Very human eye has focus, Google just think din't about that.

I would love something as lens in the future than glass in the present. I
would prefer glass for calls but not video calls.

------
ryusage
> And train yourself to rely less on your smartphone, while you’re at it.

This pretty much sums up this "review" for me. It's not a hands-on article so
much as a reaction to her husband's device usage habits. May as well be about
cell phones.

------
yamalight
It is so professional and insightful to discuss a product that's not even
finalized yet. Journalism ftw!

------
Dewie
This article seems to piggyback on the recent meme of 'technology can be
useful but also asocial and isolating/Why I deactivated my
Facebook/Twitter/Google+', which I agree with, but she is a bit too preachy;
please tell me why exactly Glass is bad, not just some general appeals to the
bad side-effects of modern consumer gadgets.

> On the other hand, for myriad kinds of workers, I can see Glass being an
> extraordinarily helpful, hands-free tool. Imagine working on an airplane
> engine and having the manual right in front of you or using it to photograph
> and catalog new species during a deep-sea diving expedition.

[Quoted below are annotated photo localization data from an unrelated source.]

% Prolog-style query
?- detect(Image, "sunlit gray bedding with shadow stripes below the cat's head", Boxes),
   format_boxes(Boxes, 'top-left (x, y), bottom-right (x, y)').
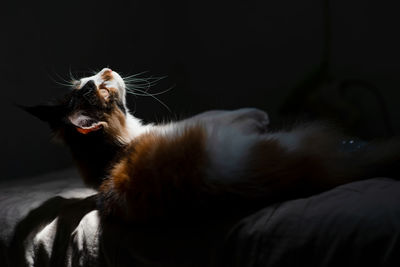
top-left (0, 170), bottom-right (99, 266)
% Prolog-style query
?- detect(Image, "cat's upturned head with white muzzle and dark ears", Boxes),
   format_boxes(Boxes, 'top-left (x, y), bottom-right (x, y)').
top-left (24, 68), bottom-right (129, 146)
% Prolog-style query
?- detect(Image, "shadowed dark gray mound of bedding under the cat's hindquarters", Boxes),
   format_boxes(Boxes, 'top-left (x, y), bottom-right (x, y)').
top-left (221, 178), bottom-right (400, 267)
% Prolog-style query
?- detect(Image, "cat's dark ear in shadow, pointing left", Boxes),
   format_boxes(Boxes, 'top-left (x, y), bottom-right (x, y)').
top-left (17, 104), bottom-right (63, 123)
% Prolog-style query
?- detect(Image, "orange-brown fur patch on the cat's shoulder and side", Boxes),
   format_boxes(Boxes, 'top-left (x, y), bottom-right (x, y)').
top-left (100, 127), bottom-right (207, 221)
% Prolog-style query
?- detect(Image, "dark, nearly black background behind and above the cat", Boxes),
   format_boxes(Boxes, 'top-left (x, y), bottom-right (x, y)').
top-left (0, 0), bottom-right (400, 180)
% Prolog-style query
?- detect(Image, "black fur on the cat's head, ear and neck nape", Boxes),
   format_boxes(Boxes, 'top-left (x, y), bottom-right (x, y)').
top-left (19, 81), bottom-right (126, 187)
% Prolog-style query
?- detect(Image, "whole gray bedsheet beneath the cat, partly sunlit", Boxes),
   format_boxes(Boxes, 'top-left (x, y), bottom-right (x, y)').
top-left (0, 170), bottom-right (400, 266)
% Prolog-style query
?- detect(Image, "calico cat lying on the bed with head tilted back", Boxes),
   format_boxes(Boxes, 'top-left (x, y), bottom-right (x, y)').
top-left (24, 68), bottom-right (400, 222)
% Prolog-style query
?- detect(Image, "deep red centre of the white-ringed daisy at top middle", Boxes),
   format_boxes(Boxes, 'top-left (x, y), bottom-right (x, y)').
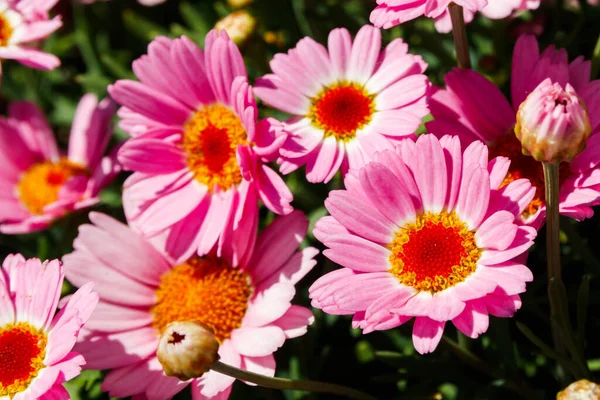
top-left (308, 82), bottom-right (375, 141)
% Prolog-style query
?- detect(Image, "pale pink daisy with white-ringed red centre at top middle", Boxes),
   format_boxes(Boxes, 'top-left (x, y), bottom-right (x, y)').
top-left (254, 25), bottom-right (430, 182)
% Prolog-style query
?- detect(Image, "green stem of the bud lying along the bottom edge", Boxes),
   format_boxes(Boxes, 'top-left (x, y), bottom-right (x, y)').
top-left (211, 361), bottom-right (377, 400)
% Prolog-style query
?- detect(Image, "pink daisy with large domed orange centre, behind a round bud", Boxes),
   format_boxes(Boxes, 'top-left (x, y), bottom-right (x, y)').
top-left (63, 211), bottom-right (318, 400)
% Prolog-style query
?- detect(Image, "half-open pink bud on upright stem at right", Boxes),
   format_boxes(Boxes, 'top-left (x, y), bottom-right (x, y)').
top-left (515, 79), bottom-right (592, 162)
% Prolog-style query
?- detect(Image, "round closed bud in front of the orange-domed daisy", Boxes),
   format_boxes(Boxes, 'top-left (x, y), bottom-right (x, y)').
top-left (156, 321), bottom-right (219, 381)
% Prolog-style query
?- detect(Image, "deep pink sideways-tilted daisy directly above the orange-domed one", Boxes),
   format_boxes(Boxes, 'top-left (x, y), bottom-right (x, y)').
top-left (109, 30), bottom-right (292, 262)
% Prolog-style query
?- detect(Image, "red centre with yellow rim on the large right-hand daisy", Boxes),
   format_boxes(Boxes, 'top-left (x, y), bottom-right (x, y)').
top-left (389, 211), bottom-right (481, 293)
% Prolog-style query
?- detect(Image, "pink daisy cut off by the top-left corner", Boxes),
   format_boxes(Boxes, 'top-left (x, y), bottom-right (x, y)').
top-left (0, 0), bottom-right (62, 79)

Imagine being someone who has to fix his sink, so he has to bust out a manual
and figure out the sink at the same time... oh wait, turns out this nugget
doesn't only apply to professional contexts.

Consumer-applications ← not just playing casual games and updating social
media about what you had for dinner.

I can see Glass being excellent for some things, while maybe not being ideal
for most of the things that you do. Imagine that you are in a foreign country
and don't speak the language and you want to talk to someone; do you bust out
your smart phone and let the other person spell out the words, then have them
played back to you or you read it yourself? Or do you simply talk to that
person and see the subtitles pop up as you go? The latter one is clearly
superior, IMO.

This is like a review of cellphones from the 80's, "Stuff like this will never
be used by anyone else than really busy professionals. It doesn't even fit in
your pocket!"

EDIT: A lot of the time I really only need my smart phone for special
purposes. Things like finding my way around places I haven't been is much
easier with google maps than with a physical map and/or asking directions.
Other than that? Well, surfing the web and listening to music, the former
being a way to kill time and the latter something that my iPod Nano does
better. Yet, smart phones are here to stay for most people.